Subodh Gupta (photo: Gauri Gill)
To coincide with The Empire Strikes Back: Indian Art Today at the Saatchi Gallery, Subodh Gupta discusses his influences as an artist, India’s growing consumerism, his relationship to the Western world and what it means to be Indian today.
Has the term “postmodern” any meaning to you?”
I don’t know about any “ism” I believe in what I do.
Where would you locate contemporary Indian identity and are you, skeptical at the notion of “loss of identity”?
You cannot escape your identity; this is who and what you are. I believe identity can become a global entity.

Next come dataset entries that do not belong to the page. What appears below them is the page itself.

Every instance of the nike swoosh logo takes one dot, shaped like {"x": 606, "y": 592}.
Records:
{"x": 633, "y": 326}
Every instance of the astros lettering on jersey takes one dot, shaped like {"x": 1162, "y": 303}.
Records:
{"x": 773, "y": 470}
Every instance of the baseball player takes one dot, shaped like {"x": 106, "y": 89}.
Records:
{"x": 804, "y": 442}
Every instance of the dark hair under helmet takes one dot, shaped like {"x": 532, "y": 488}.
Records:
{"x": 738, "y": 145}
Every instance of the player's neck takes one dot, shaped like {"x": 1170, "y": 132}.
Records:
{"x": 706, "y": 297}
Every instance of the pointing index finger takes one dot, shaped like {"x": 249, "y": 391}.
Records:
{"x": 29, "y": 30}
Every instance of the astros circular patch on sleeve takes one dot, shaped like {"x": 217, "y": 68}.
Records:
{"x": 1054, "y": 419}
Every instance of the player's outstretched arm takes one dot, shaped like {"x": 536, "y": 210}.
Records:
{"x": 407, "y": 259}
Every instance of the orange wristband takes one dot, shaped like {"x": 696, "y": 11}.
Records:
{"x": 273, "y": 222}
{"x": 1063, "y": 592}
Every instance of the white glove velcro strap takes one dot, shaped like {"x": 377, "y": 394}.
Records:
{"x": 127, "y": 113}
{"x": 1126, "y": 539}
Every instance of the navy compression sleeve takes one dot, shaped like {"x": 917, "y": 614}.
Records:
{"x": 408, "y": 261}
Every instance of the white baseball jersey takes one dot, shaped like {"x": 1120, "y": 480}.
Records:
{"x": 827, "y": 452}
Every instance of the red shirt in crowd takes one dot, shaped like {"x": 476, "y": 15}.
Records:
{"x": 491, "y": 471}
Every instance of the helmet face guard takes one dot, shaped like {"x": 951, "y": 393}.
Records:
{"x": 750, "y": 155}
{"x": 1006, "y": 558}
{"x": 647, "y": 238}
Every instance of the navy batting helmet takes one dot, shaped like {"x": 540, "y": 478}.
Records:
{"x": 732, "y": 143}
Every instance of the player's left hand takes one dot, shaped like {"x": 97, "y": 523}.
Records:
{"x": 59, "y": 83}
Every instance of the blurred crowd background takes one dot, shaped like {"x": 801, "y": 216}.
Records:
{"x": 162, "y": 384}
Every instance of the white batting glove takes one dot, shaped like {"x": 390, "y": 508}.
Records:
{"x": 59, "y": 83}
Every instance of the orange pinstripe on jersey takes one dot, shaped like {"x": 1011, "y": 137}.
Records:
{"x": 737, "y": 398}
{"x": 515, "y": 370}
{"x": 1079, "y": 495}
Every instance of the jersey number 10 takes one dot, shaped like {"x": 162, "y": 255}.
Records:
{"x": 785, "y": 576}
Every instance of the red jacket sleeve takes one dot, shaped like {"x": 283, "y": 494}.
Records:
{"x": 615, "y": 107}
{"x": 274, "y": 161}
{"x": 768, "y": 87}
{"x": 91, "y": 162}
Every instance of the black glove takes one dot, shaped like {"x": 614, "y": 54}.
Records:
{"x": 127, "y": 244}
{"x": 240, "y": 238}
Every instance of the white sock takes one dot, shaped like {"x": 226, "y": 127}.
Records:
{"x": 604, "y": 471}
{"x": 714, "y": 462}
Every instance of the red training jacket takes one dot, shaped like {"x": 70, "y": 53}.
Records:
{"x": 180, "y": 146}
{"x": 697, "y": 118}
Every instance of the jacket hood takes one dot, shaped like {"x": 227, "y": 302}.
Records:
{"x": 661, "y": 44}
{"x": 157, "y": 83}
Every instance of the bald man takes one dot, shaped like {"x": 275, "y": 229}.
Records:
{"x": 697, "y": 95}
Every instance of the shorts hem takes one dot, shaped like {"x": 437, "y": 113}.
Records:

One is not always defined by nationality – and that suits me fine.
What are your early strongest influences?
My childhood memories as well as my life have always played a very important role in my works.
Could today’s India be summarized by the ambitions of consumerism?
As a rapidly developing country, India is progressing economically as well as technologically. In a state like ours, consumerism is an obvious facet to our personality. But at the same time it is not its most defining quality. For centuries, we have been central to the hybridization of various cultures for centuries that has conditioned us to balance, pick and choose bits of globalization that fits best with our way of life.
Do you see your work as a document or more as a comment of the, country’s enormous transformation?
My work emerges from the mundane, from my surroundings. Since cave paintings, art has always been a reflection of its times.
What is the “West” to you?
The span of Contemporary Art in the West runs approximately 300 years whereas in India, we have about 70 years. As an artist, that kind of history means a lot to me. It’s a different kind of education critical to one’s growth.
When did you first realize you were/wanted to be an artist?
Ever since I was a child, I knew I wanted to be different. But I still had to find my medium of self-expression. That only came about later through self-awareness.